So... what? Is he trying to make me suffer for defying him? Is he directing all the sponsors toward Peeta? Is he just too drunk to even notice what’s going on at the moment? Somehow I don’t believe that and I don’t believe he’s trying to kill me off by neglect, either. He has, in fact, in his own unpleasant way, genuinely been trying to prepare me for this. Then what is going on?

I bury my face in my hands. There’s no danger of tears now, I couldn’t produce one to save my life. What is Haymitch doing? Despite my anger, hatred, and suspicions, a small voice in the back of my head whispers an answer.

Maybe he’s sending you a message, it says. A message. Saying what? Then I know. There’s only one good reason Haymitch could be withholding water from me. Because he knows I’ve almost found it.

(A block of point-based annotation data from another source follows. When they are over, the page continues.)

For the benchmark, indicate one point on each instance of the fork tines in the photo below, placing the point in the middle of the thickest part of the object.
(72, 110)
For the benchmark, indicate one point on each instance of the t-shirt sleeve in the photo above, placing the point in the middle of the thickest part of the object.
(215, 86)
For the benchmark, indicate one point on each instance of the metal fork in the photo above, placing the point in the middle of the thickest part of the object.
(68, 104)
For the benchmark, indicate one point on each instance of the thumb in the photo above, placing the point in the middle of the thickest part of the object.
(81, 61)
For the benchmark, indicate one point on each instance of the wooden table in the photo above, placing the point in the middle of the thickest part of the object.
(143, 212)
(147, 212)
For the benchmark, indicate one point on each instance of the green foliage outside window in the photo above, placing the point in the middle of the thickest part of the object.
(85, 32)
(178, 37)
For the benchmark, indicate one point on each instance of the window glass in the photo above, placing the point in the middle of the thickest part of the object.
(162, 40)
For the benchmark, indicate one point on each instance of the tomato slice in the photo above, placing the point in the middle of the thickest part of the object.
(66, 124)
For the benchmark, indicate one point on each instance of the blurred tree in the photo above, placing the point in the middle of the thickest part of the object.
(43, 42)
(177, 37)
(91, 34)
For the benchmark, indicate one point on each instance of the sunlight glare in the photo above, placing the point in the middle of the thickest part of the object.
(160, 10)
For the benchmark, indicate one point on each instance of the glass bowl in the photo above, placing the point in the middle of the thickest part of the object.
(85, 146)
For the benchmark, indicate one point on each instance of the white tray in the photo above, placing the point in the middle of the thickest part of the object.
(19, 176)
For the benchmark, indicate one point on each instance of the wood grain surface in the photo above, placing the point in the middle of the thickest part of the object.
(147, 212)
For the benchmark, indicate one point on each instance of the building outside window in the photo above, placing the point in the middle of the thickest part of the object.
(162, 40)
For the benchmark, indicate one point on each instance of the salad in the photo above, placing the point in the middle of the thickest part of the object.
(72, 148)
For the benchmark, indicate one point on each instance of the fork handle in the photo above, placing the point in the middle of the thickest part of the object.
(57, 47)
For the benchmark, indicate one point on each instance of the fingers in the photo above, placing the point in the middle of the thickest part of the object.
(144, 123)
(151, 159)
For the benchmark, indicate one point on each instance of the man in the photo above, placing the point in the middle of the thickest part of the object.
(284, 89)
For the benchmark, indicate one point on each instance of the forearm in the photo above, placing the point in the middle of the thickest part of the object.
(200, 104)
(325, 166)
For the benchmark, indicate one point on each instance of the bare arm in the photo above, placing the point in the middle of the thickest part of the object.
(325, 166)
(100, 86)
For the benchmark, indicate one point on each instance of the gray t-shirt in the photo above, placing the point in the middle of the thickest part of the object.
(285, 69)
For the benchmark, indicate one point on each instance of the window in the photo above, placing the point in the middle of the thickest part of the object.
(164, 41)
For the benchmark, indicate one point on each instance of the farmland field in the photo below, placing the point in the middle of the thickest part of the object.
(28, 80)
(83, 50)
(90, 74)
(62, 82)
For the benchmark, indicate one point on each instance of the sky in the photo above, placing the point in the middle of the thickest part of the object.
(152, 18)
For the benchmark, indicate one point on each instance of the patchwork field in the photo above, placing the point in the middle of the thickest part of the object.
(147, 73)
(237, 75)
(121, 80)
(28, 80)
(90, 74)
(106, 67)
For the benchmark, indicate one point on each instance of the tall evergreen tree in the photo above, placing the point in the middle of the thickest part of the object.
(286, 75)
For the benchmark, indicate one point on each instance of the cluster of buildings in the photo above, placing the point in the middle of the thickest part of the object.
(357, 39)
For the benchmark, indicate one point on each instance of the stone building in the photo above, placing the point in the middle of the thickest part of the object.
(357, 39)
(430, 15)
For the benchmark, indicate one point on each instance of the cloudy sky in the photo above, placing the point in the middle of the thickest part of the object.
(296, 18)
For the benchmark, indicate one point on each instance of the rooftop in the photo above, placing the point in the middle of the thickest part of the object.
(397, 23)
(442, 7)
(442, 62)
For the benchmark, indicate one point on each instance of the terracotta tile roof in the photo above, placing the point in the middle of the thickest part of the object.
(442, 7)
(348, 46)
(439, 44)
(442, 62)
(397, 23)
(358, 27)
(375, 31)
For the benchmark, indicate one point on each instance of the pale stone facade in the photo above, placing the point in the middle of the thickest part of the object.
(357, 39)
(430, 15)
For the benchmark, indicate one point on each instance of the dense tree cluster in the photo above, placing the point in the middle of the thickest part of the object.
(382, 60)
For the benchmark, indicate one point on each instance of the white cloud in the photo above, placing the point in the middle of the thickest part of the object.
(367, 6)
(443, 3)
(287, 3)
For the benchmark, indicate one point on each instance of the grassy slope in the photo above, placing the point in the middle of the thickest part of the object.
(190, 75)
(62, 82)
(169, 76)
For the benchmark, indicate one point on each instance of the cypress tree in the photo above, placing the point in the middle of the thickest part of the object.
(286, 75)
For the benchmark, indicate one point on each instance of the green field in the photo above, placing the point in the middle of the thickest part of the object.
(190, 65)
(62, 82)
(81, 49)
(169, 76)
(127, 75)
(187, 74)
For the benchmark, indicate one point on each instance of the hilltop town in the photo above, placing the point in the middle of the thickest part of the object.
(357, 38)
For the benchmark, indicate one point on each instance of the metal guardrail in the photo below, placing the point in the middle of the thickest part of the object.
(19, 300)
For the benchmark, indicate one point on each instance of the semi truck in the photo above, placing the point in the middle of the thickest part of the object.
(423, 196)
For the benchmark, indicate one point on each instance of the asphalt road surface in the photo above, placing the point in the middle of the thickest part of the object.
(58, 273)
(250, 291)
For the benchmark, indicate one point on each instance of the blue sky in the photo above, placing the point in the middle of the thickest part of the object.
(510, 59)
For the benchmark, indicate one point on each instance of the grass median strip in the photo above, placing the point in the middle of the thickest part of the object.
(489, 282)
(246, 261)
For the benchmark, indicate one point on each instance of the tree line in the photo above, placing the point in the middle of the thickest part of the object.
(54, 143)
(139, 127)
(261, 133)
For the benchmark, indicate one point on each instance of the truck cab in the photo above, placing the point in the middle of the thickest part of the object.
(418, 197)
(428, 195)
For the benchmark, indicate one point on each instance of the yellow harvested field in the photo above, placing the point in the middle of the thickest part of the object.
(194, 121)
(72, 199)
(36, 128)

I grit my teeth and pull myself to my feet. My backpack seems to have tripled in weight. I find a broken branch that will do for a walking stick and I start off. The sun’s beating down, even more searing than the first two days. I feel like an old piece of leather, drying and cracking in the heat. every step is an effort, but I refuse to stop. I refuse to sit down. If I sit, there’s a good chance I won’t be able to get up again, that I won’t even remember my task.

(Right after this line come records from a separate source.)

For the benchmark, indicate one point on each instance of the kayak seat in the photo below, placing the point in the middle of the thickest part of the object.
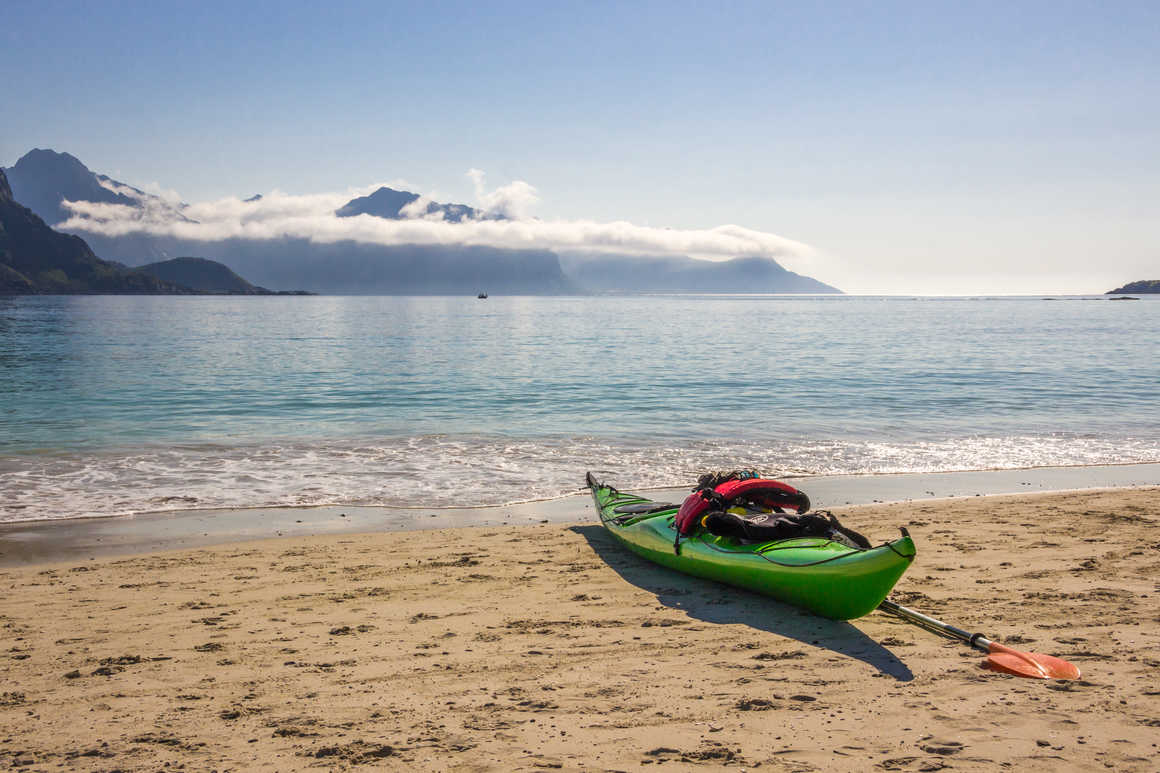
(771, 527)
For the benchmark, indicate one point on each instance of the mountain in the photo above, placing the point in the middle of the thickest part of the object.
(389, 203)
(45, 178)
(616, 273)
(1143, 286)
(204, 275)
(36, 259)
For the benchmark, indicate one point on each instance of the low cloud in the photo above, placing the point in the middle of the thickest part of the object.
(278, 215)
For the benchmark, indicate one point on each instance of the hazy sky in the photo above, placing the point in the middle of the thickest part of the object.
(916, 147)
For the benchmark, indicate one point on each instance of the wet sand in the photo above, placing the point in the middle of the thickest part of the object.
(546, 645)
(38, 541)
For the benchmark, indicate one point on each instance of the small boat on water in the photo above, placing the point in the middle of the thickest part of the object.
(825, 572)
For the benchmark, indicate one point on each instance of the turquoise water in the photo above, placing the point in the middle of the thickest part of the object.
(132, 404)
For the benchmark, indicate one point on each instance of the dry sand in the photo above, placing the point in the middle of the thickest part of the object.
(549, 647)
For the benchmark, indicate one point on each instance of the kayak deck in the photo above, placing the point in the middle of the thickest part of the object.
(816, 573)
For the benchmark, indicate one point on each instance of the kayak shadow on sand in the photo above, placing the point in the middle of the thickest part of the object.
(720, 604)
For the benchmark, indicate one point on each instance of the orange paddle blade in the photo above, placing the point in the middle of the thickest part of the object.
(1028, 664)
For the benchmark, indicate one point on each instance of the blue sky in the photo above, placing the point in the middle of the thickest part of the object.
(926, 146)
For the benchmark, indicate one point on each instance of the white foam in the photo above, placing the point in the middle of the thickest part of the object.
(439, 471)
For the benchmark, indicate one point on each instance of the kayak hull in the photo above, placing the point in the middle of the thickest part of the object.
(825, 577)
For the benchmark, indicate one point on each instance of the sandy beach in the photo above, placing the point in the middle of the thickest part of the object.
(545, 645)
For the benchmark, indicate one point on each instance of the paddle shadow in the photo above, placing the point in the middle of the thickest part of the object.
(720, 604)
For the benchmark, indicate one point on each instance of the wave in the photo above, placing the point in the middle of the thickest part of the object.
(444, 471)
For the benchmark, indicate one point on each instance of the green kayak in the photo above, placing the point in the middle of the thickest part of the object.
(820, 575)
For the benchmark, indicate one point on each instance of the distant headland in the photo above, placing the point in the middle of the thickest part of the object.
(44, 180)
(1143, 286)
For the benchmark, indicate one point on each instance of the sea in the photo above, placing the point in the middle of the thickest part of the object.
(117, 405)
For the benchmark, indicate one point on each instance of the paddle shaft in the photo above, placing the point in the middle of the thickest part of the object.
(978, 641)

What easy prey I am! Any tribute, even tiny Rue, could take me right now, merely shove me over and kill me with my own knife, and I’d have little strength to resist. But if anyone is in my part of the woods, they ignore me. The truth is, I feel a million miles from another living soul. Not alone though. No, they’ve surely got a camera tracking me now. I think back to the years of watching tributes starve, freeze, bleed, and dehydrate to death. Unless there’s a really good fight going on somewhere, I’m being featured. My thoughts turn to Prim. It’s likely she won’t be watching me live, but they’ll show updates at the school during lunch. For her sake, I try to look as least desperate as I can. But by afternoon, I know the end is coming. My legs are shaking and my heart too quick. I keep forgetting, exactly what I’m doing. I’ve stumbled repeatedly and managed to regain my feet, but when the stick slides out from under me, I finally tumble to the ground unable to get up. I let my eyes close.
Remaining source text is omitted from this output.